Thailand's tourism surge
In the five years to 2016, job creation from foreign investment in Thailand's tourism sector increased by more than 200%, from just below 600 in 2012 to almost 1900 in 2016. The country, which hosted the WTTC’s 17th annual summit in Bangkok in 2017, also received the highest number of FDI projects in tourism of all 43 locations analysed in fDi's benchmarking study.
In May 2016, UK-based leisure club company Virgin Active committed to invest £100m ($144.6m) throughout Thailand, with the establishment of 20 new health clubs in the country. Popular hotel chains have also announced operations, including Accor Hotels, which revealed plans in March 2016 to establish 17 hotels there.
The Belgian-American Carlson Rezidor group detailed plans to triple its hotel network in Thailand by 2021, and the number of tourists arriving grew at a rate of 11.7% annually between 2011 and 2015. This is the highest rate of any location studied, totalling 30 million people in 2015, according to the World Bank. Official projections suggest the country could see 60 million annual visitors by 2030.
The Maldives' fast rise
Second place in fDi's Tourism Locations of the Future 2017/18 ranking goes to the Maldives, an archipelago in the middle of the Indian Ocean that has become synonymous with luxury travel. Tourism in the country began effectively in 1972, with just two resorts, and the Maldives is now home to more than 100, with plans to develop a further 100 islands (typically an island belongs to one resort).

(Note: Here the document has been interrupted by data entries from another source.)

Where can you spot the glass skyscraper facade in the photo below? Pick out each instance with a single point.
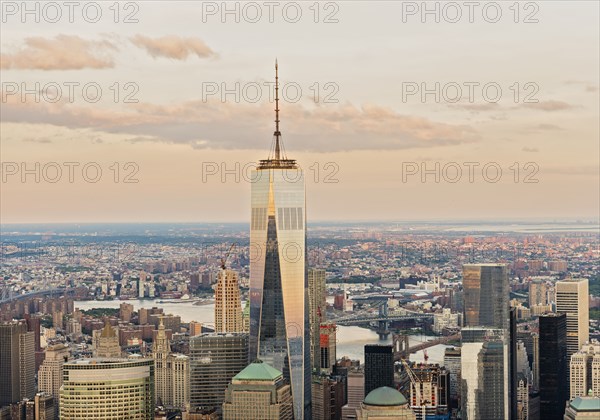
(279, 322)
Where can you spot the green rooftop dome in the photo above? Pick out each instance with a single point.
(258, 371)
(586, 404)
(385, 396)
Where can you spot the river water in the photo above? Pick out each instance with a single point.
(350, 340)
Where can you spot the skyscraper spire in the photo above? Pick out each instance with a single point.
(277, 133)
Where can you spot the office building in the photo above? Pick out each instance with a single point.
(228, 307)
(107, 344)
(538, 293)
(384, 403)
(327, 346)
(572, 299)
(108, 389)
(486, 306)
(279, 321)
(585, 371)
(317, 308)
(356, 393)
(215, 358)
(484, 383)
(553, 365)
(379, 366)
(50, 374)
(172, 373)
(17, 362)
(327, 398)
(259, 391)
(522, 398)
(429, 390)
(452, 365)
(583, 408)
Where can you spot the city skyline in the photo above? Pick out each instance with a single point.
(370, 131)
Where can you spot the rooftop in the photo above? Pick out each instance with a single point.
(258, 371)
(385, 396)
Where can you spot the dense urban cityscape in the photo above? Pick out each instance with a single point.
(452, 299)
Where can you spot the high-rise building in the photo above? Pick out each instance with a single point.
(327, 398)
(259, 391)
(215, 358)
(17, 362)
(317, 307)
(279, 321)
(538, 293)
(50, 374)
(583, 408)
(107, 345)
(553, 366)
(171, 372)
(572, 299)
(585, 371)
(486, 293)
(356, 394)
(484, 382)
(522, 398)
(125, 311)
(228, 307)
(452, 365)
(384, 403)
(108, 389)
(429, 391)
(379, 366)
(327, 346)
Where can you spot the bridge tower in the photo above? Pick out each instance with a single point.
(383, 325)
(401, 345)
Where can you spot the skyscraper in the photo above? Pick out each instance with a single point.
(486, 293)
(215, 358)
(585, 371)
(50, 375)
(317, 307)
(258, 392)
(17, 362)
(108, 343)
(484, 378)
(379, 366)
(108, 389)
(327, 346)
(572, 299)
(171, 371)
(228, 307)
(553, 366)
(279, 322)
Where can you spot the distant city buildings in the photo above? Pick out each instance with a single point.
(228, 307)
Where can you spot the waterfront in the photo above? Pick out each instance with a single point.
(350, 340)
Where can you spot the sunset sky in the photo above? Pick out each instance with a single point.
(365, 61)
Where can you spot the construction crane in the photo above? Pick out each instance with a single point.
(224, 260)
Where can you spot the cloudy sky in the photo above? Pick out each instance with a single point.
(167, 99)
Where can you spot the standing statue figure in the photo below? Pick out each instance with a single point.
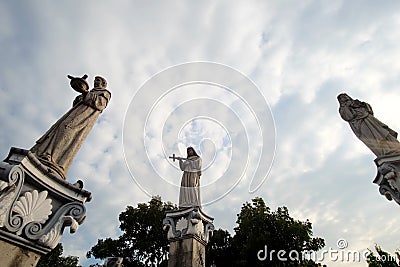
(59, 145)
(376, 135)
(189, 195)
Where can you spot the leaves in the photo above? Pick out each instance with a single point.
(143, 242)
(54, 258)
(258, 228)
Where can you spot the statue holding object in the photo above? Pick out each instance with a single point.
(59, 145)
(189, 195)
(376, 135)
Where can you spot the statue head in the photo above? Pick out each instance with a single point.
(100, 82)
(342, 98)
(191, 152)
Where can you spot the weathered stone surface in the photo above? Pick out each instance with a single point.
(388, 176)
(189, 231)
(58, 146)
(376, 135)
(35, 205)
(186, 252)
(13, 256)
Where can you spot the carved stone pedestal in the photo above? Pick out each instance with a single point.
(35, 207)
(188, 233)
(388, 176)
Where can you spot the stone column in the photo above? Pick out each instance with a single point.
(188, 233)
(35, 207)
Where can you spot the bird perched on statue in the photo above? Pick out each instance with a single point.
(79, 84)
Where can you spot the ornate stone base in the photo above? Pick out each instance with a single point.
(388, 176)
(15, 256)
(188, 232)
(36, 205)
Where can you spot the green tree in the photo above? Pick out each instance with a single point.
(259, 229)
(143, 241)
(219, 249)
(383, 259)
(54, 258)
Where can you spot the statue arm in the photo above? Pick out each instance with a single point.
(182, 164)
(346, 113)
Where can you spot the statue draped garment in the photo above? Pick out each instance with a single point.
(376, 135)
(59, 145)
(189, 195)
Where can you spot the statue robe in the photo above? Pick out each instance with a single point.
(59, 145)
(376, 135)
(189, 195)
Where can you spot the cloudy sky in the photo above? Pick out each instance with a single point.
(277, 67)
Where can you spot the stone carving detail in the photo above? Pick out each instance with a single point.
(190, 221)
(181, 224)
(10, 190)
(32, 207)
(58, 146)
(52, 238)
(380, 139)
(388, 177)
(35, 207)
(376, 135)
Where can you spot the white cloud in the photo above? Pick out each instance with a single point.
(300, 55)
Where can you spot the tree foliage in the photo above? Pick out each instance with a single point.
(259, 229)
(143, 241)
(383, 259)
(55, 258)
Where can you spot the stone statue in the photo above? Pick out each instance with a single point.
(377, 136)
(189, 195)
(59, 145)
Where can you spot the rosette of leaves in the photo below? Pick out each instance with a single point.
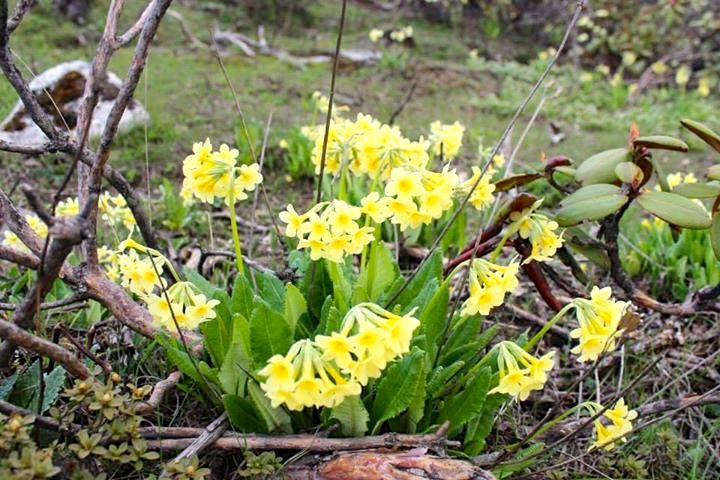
(614, 179)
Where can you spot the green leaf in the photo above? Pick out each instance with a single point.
(295, 306)
(352, 415)
(207, 288)
(380, 272)
(269, 333)
(243, 414)
(697, 190)
(590, 209)
(392, 394)
(464, 405)
(517, 464)
(179, 358)
(431, 269)
(715, 234)
(7, 385)
(433, 319)
(479, 427)
(26, 386)
(54, 382)
(272, 290)
(440, 377)
(713, 172)
(276, 419)
(600, 168)
(702, 131)
(661, 142)
(629, 173)
(516, 181)
(232, 375)
(674, 209)
(242, 296)
(591, 192)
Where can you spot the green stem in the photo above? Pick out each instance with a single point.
(538, 336)
(234, 230)
(339, 287)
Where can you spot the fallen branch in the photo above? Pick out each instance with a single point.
(158, 393)
(661, 406)
(160, 438)
(210, 434)
(15, 335)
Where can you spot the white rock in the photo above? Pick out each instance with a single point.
(30, 133)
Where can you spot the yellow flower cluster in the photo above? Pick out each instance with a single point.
(366, 146)
(488, 285)
(210, 174)
(599, 319)
(619, 424)
(446, 139)
(402, 34)
(329, 230)
(68, 207)
(114, 210)
(540, 230)
(187, 306)
(324, 371)
(482, 196)
(521, 373)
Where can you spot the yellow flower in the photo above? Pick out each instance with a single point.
(293, 220)
(187, 307)
(10, 239)
(342, 218)
(248, 177)
(138, 275)
(488, 285)
(375, 35)
(599, 319)
(404, 184)
(620, 419)
(682, 76)
(658, 68)
(68, 207)
(375, 207)
(704, 87)
(482, 196)
(520, 382)
(539, 230)
(37, 225)
(446, 139)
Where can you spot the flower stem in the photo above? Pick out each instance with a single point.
(538, 336)
(234, 230)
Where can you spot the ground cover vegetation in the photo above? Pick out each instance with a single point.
(484, 239)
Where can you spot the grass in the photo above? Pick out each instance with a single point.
(188, 99)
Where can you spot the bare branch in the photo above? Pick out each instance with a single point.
(135, 30)
(303, 442)
(21, 9)
(15, 335)
(28, 149)
(158, 393)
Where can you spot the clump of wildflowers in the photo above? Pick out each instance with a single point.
(539, 230)
(446, 139)
(187, 306)
(488, 285)
(615, 426)
(324, 371)
(521, 373)
(210, 174)
(329, 230)
(599, 320)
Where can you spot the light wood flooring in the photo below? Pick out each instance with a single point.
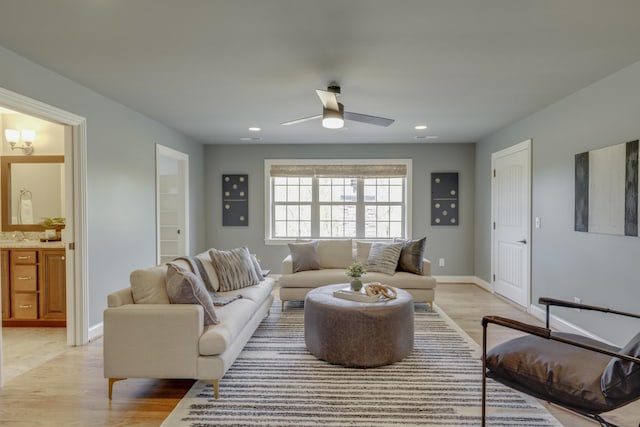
(68, 388)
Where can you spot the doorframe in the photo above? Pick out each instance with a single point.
(76, 172)
(524, 145)
(162, 150)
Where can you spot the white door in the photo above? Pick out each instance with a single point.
(511, 212)
(172, 199)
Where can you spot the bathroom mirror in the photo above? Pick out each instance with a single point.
(32, 188)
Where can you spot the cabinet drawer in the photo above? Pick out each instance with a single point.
(25, 306)
(24, 278)
(23, 257)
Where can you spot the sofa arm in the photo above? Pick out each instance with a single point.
(426, 267)
(287, 265)
(152, 340)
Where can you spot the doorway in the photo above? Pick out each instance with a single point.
(75, 233)
(172, 203)
(511, 223)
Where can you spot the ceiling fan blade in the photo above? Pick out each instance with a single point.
(329, 99)
(304, 119)
(364, 118)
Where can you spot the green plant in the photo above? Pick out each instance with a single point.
(356, 270)
(52, 223)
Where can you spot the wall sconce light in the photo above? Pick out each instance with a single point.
(13, 137)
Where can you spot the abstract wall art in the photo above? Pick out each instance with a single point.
(444, 198)
(235, 200)
(606, 190)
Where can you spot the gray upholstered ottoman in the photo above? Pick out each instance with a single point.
(357, 334)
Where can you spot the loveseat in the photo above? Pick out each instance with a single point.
(146, 336)
(306, 268)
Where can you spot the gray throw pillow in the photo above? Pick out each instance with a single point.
(184, 287)
(621, 378)
(383, 257)
(304, 256)
(234, 268)
(410, 259)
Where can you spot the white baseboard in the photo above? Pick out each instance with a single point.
(562, 325)
(96, 331)
(465, 279)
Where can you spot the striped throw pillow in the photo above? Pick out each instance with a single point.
(234, 268)
(383, 257)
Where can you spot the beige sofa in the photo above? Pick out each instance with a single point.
(334, 257)
(147, 337)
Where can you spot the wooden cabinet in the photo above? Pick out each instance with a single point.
(33, 287)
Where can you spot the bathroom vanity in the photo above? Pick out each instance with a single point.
(33, 284)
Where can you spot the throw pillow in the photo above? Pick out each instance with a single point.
(256, 267)
(383, 257)
(304, 256)
(621, 378)
(410, 259)
(184, 287)
(234, 268)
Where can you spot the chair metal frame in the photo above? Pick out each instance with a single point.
(547, 333)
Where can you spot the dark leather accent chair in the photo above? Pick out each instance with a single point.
(573, 371)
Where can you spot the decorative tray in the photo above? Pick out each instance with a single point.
(348, 294)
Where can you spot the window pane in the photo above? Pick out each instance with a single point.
(292, 213)
(306, 193)
(281, 213)
(280, 193)
(395, 213)
(382, 193)
(305, 213)
(324, 193)
(281, 229)
(395, 194)
(293, 194)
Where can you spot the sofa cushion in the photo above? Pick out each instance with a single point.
(149, 285)
(410, 259)
(383, 257)
(335, 253)
(216, 339)
(234, 268)
(621, 378)
(185, 287)
(304, 256)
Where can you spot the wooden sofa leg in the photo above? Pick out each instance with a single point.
(216, 388)
(111, 382)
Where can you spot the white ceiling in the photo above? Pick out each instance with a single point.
(211, 69)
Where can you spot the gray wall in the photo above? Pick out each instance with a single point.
(455, 244)
(120, 174)
(600, 269)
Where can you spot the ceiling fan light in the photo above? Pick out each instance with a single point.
(332, 119)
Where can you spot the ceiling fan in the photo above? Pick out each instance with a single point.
(333, 114)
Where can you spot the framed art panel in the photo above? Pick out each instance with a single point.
(235, 200)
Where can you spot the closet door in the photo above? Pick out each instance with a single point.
(172, 200)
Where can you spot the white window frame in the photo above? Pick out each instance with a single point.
(268, 210)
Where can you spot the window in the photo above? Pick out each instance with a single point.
(327, 199)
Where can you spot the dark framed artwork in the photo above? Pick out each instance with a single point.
(235, 200)
(606, 190)
(444, 198)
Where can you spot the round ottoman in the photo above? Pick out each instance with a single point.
(357, 334)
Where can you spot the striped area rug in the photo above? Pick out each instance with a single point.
(276, 382)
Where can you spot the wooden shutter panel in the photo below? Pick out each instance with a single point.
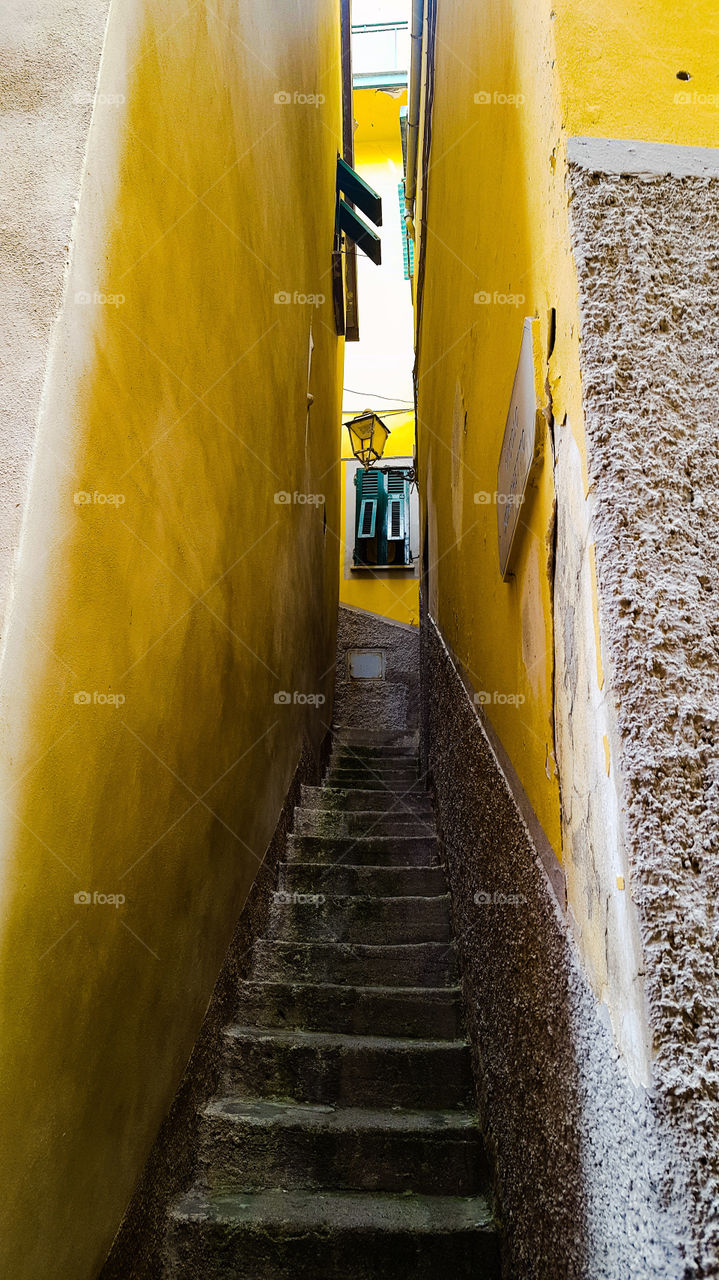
(367, 492)
(397, 507)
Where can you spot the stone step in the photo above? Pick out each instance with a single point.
(371, 780)
(372, 822)
(348, 1070)
(422, 964)
(429, 1013)
(365, 798)
(363, 755)
(347, 878)
(319, 917)
(365, 850)
(379, 768)
(380, 739)
(246, 1144)
(302, 1235)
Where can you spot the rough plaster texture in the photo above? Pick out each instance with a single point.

More than one-fifth of the companies in the Maldives are in the tourism sector, the highest of all locations in the ranking. More than 40% of the country’s GDP is derived from tourism, with over 1.2 million people visiting the country in 2015, according to World Bank data.
Home to nearly 24,000 companies in the tourism sector, Hong Kong has ranked third in this year’s tourism locations ranking. Just south of China, the city-state boasts several business-friendly regulations, and it takes just one-and-a-half days to start a business. Hong Kong ranks third globally for starting a business, according to the Doing Business report from the World Bank.
US-based Norwegian Cruise Holdings invested twice in the city-state in just over a year: first in a sales office, then establishing a customer contact centre to support regional business. Cambodia-based Song Saa Hotels and Resorts established its global headquarters in the city in early 2015, citing proximity to the Chinese target market as a driver in the decision to invest.
To create a shortlist for ‘fDi Tourism Locations of the Future 2017/18', the fDi Intelligence division of the Financial Times collected data using specialist online FDI tools – fDi Benchmark and fDi Markets, as well as other sources. Data was collected for 43 locations. Locations were determined using the following parameters:
- Countries with at least 10% of GDP derived from tourism receipts; and/or
- Countries with at least 10% of all FDI projects in the tourism cluster
Countries scored up to a maximum of 10 points for each data point, which were weighted by importance to the FDI decision-making process in order to compile the overall ‘Tourism Locations of the Future 2017/18’ ranking.
In addition, surveys were collected under a sixth category, FDI Strategy, for which there were nine submissions. For these, the judging panel awarded bespoke Editor’s Choice awards.